An Exit Interview
Once the work of a collaboration is complete, this interview is part of the process of debriefing. This activity provides some useful reflective opportunities for individuals and collaborative partners.
Collaborators divide into pairs and interview one another.
1. Consider the collaborative project you have just completed.
a) How did the collaboration come about?
b) What was the purpose of the collaboration at the outset? Did the purpose change at all over time?
c) What, if any, were the products of the collaboration?
d) How have individuals and groups profited from the collaboration? How have they changed?
2. Would you consider this collaboration a “successful” collaboration, and why? How do you define “successful” collaboration?
a) Is it important that the various groups like one another, or are comfortable with one another? Is it important that they have similar cultures?
b) What are the short term and long term signs of success that can be assessed? Is success measured differently over time—e.g. in the middle of a collaboration, at the immediate end of a collaboration, five or ten years later?

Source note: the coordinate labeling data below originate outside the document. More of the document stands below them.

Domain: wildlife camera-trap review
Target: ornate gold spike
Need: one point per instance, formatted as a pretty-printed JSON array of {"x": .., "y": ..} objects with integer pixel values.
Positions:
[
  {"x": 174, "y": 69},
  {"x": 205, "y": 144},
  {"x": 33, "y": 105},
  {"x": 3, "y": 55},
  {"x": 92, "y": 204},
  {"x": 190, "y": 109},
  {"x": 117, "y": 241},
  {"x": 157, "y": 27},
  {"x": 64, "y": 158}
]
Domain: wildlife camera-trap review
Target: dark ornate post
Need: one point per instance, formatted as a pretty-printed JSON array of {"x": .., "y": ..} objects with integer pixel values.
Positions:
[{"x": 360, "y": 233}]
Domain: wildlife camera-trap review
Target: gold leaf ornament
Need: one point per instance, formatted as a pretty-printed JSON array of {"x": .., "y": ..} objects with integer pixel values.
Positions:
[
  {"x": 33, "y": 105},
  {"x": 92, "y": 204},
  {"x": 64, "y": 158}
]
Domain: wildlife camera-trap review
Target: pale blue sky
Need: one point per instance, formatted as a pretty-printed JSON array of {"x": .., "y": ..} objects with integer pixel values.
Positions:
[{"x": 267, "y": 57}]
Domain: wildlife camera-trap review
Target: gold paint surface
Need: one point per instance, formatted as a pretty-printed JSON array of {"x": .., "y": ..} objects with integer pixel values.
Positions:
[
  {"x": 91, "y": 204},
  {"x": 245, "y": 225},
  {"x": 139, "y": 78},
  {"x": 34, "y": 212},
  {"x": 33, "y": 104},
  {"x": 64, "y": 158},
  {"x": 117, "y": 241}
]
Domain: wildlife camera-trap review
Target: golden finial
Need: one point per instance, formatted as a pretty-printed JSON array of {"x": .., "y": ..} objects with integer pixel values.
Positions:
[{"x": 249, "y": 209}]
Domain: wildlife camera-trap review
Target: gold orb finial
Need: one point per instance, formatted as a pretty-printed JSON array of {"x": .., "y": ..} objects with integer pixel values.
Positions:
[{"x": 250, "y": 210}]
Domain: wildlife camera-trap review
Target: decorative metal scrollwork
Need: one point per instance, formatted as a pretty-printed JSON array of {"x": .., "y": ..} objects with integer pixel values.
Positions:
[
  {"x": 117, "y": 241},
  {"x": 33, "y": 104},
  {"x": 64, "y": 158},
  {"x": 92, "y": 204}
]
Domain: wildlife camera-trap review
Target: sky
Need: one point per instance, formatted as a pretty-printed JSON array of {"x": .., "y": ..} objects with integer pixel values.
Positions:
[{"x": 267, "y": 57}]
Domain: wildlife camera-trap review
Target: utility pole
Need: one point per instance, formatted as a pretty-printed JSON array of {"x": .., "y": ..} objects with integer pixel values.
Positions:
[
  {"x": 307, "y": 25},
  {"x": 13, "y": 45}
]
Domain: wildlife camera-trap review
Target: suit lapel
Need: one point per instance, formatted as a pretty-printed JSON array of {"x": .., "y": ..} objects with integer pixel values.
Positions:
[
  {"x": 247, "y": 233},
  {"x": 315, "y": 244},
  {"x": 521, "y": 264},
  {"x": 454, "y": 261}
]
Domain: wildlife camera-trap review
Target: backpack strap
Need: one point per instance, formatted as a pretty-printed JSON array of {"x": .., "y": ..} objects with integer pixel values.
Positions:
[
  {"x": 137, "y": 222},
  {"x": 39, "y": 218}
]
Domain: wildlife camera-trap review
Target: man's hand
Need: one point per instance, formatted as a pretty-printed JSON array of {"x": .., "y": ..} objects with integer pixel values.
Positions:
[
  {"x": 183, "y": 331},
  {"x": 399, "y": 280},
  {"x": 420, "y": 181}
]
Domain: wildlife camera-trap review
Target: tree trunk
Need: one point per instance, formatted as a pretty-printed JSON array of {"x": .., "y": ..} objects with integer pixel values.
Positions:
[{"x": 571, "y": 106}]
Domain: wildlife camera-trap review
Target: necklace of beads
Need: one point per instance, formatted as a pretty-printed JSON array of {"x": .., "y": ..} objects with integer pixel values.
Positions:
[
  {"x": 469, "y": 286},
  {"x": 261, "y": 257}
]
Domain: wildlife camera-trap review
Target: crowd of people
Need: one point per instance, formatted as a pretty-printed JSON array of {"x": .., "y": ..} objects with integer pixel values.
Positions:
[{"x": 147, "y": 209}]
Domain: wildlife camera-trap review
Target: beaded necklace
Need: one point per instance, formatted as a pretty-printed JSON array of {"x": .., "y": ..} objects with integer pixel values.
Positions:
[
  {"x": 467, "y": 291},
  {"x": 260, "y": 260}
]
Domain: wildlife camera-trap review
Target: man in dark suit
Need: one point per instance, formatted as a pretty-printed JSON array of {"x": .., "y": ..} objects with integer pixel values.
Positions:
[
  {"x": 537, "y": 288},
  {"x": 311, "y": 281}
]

3. (If no to the above) Would you consider this collaboration an “unsuccessful” collaboration?
a) What did not seem to work/go well?
b) What, if anything, might have made it more successful?
c) Were there any open conversations with collaborators, during the process, addressing these issues? If no, why not?
d) Would you still consider the experience worthwhile? Was any of it time well spent? Why or why not?
e) If you could have terminated the collaboration, would you have done so? How? What would have been the negative consequences of a unilateral termination? A bilateral one?
4. Is it important that all participants in a collaboration have the same understanding of success?
5. What are the benefits of working collaboratively?
6. What are the drawbacks of working collaboratively?
7. How important is shared mission to a successful collaboration?
8. Is good collaboration a skill?
a) If you’re a more experienced collaborator, does this make you better at the process of collaboration?
b) If your collaborations have been less successful, might your experience make you less able to collaborate well?